Appraising a 19th century Winchester 1895, a Broomhandle Mauser, an 1870s English double and an Angelo Zoli 12-guage
To gun collectors, .22-calibre rifles are fascinating yet still fairly inexpensive to acquire. As a baby boomer, I especially like the models from my youth, and a good example is this Mossberg 142-A. When I was a kid, Mossbergs with a folding-down forearm were considered very cool indeed.
Manufactured from 1949 to 1957, the Model 142-A is a bolt-action rifle with a detachable, seven-shot magazine that accepts .22 short, long and long-rifle cartridges. It seems to have been somewhat influenced in design by the M1 Carbine, as it has an 18-inch barrel, aperture rear sight, winged protective front sight and sling swivels on the left side of the stock. This is an early-production model with a wooden folding forearm; later models had the folding section made of black plastic.

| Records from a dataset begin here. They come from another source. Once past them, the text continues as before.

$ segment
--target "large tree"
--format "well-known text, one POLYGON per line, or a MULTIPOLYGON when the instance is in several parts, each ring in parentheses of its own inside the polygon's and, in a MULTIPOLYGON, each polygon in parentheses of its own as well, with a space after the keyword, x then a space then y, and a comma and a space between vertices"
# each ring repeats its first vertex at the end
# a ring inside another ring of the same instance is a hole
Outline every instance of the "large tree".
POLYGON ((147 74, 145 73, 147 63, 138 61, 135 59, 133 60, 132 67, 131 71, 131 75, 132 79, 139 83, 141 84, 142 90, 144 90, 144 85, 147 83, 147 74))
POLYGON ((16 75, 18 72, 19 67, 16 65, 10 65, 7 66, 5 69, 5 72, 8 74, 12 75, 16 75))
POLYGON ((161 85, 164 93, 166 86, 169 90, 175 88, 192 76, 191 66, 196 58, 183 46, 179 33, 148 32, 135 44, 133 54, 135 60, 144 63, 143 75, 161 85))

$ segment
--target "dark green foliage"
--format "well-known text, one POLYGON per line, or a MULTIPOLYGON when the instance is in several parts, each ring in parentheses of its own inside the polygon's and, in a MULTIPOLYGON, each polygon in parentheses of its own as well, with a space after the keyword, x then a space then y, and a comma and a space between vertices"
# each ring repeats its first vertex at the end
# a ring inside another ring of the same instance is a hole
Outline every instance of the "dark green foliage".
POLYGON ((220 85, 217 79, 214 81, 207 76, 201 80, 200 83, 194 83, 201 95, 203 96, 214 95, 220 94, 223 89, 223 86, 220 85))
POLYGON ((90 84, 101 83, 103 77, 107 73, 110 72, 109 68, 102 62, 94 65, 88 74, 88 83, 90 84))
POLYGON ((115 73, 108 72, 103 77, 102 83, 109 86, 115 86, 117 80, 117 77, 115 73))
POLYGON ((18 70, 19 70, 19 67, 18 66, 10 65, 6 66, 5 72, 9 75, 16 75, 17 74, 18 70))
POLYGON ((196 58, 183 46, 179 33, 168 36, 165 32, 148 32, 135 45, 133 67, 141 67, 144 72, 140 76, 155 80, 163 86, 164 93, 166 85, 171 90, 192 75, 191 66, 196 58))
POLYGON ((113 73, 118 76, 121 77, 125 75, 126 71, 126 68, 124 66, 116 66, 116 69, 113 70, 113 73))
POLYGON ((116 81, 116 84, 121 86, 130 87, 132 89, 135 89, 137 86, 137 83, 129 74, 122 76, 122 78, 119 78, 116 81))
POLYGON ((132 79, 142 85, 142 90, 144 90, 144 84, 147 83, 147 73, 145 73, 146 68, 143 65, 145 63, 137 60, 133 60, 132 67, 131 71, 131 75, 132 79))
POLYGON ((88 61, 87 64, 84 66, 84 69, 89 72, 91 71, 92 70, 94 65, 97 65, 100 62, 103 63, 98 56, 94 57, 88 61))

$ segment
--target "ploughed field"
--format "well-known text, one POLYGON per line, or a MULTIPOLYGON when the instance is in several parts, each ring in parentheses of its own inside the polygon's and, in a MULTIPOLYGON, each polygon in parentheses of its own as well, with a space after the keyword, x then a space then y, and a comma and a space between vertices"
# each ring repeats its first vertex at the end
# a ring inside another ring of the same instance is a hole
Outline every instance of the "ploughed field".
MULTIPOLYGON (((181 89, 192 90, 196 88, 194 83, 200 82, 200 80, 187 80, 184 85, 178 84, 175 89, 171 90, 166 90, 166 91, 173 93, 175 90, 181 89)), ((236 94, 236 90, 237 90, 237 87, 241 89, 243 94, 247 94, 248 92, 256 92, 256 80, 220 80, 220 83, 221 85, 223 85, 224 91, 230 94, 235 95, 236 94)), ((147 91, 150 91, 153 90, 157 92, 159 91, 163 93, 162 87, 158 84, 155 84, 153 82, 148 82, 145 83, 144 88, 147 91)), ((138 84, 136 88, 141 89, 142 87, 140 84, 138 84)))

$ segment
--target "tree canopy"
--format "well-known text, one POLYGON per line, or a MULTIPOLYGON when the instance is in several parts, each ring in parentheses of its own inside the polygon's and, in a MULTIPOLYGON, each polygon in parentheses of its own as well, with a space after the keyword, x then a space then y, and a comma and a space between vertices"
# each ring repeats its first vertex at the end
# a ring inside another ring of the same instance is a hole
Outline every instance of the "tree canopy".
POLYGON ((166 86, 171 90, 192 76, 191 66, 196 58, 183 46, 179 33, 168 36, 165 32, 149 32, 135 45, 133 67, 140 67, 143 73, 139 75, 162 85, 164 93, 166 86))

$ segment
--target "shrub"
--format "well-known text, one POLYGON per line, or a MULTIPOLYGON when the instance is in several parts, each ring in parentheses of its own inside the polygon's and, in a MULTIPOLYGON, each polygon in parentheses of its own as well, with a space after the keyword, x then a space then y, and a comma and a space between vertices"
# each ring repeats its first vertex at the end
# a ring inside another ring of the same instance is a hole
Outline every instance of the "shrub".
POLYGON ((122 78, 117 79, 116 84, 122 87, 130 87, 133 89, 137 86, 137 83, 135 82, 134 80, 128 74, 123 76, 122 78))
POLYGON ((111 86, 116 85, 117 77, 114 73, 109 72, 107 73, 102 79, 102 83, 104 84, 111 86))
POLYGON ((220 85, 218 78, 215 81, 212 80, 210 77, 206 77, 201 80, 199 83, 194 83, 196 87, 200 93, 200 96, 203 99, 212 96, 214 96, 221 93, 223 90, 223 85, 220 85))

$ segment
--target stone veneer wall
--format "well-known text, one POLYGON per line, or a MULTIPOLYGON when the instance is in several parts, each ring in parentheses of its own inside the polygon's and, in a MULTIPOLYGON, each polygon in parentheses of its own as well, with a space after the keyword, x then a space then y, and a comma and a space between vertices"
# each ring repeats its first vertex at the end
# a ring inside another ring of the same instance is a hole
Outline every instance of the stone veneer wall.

Like most Mossberg firearms, this isn’t a fancy, highly polished rifle. It is, however, well made using quality materials, as are all Mossbergs. This rifle has served three generations of the same family, both on the farm for pest control and for hunting small game. It has been reliable for going on 70 years, and it’s still regularly used. The value of a Model 142-A in this condition is $150 to $200; if it were in near-new condition, the value would be $350 to $400.